Ciudad de México. En el marco del Día Internacional de los Bosques Tropicales, México destaca como uno de los países con mayor riqueza de ecosistemas forestales tropicales en el mundo, al contar con aproximadamente 31 millones de hectáreas de selvas tropicales, de acuerdo con información oficial de la Comisión Nacional Forestal (CONAFOR) y la Secretaría de Medio Ambiente y Recursos Naturales (SEMARNAT).
Este tipo de ecosistemas incluye selvas altas, medianas y bajas, así como selvas secas y espinosas, distribuidas principalmente en el sureste del país, en estados como Chiapas, Oaxaca, Veracruz, Tabasco y la Península de Yucatán, regiones consideradas estratégicas por su alta biodiversidad.
A nivel nacional, los ecosistemas forestales en México abarcan alrededor de 138 millones de hectáreas, de las cuales cerca de 21.9% corresponden a selvas, incluyendo los bosques tropicales húmedos y secos, según el diagnóstico ambiental más reciente del gobierno federal.
Alta biodiversidad, pero con presión ambiental creciente
Las selvas mexicanas albergan una parte significativa de la biodiversidad del país, considerado uno de los 12 países megadiversos del mundo. Estos ecosistemas concentran especies de flora y fauna únicas, muchas de ellas endémicas, y cumplen funciones clave como la captura de carbono, regulación del clima y protección de cuencas hídricas.
Sin embargo, especialistas y autoridades ambientales advierten que estos ecosistemas enfrentan presiones constantes derivadas del cambio de uso de suelo, expansión agropecuaria, tala ilegal e incendios forestales, factores que han contribuido a su degradación en distintas regiones.
Deforestación e incendios: principales amenazas
Datos de la CONAFOR indican que, aunque gran parte de la vegetación forestal aún es considerada primaria o nativa, una porción importante ha sido afectada por actividades humanas.
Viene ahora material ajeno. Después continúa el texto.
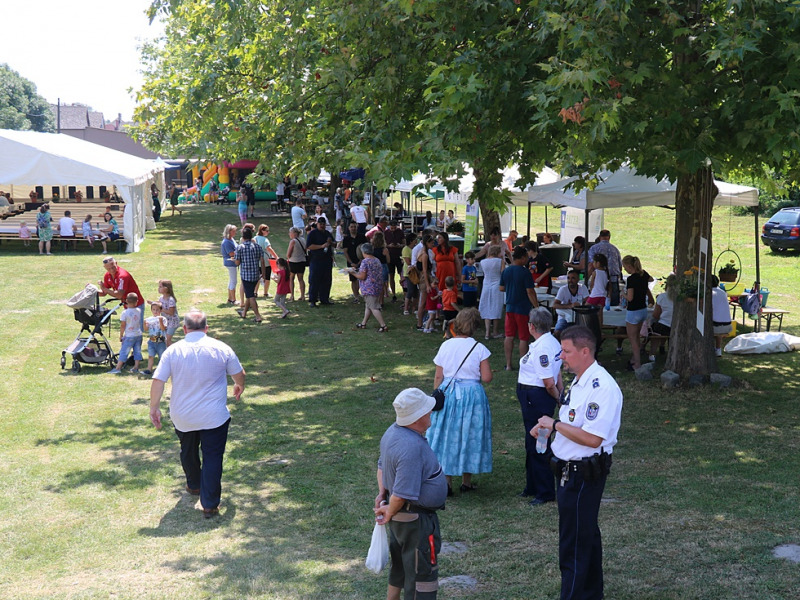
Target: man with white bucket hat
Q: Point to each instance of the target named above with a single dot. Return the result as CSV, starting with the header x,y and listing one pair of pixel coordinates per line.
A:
x,y
412,487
Además, en años recientes los incendios forestales han impactado millones de hectáreas en el país, afectando también zonas de selva tropical.
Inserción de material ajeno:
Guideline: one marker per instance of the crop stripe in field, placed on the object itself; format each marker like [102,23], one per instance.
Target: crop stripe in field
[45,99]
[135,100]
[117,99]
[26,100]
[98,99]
En 2025, por ejemplo, los incendios forestales dañaron más de 1.2 millones de hectáreas en distintas regiones del país, lo que encendió alertas sobre la vulnerabilidad de estos ecosistemas frente a condiciones climáticas extremas y actividades humanas.
Conservación comunitaria, pieza clave
Uno de los elementos más relevantes en México es que más del 50% de la superficie forestal se encuentra bajo propiedad social, es decir, en manos de ejidos y comunidades indígenas y agrarias, lo que convierte a estas poblaciones en actores centrales para la conservación y manejo sustentable de las selvas.
En muchas regiones, estos modelos comunitarios han permitido mantener zonas con alto grado de conservación, combinando aprovechamiento forestal regulado, turismo ecológico y protección de recursos naturales.
Acciones oficiales de protección
El gobierno federal, a través de CONAFOR y SEMARNAT, ha implementado programas de reforestación, restauración de suelos, manejo forestal sustentable y conservación de áreas naturales protegidas, con el objetivo de frenar la pérdida de cobertura forestal y fortalecer la resiliencia de los ecosistemas tropicales.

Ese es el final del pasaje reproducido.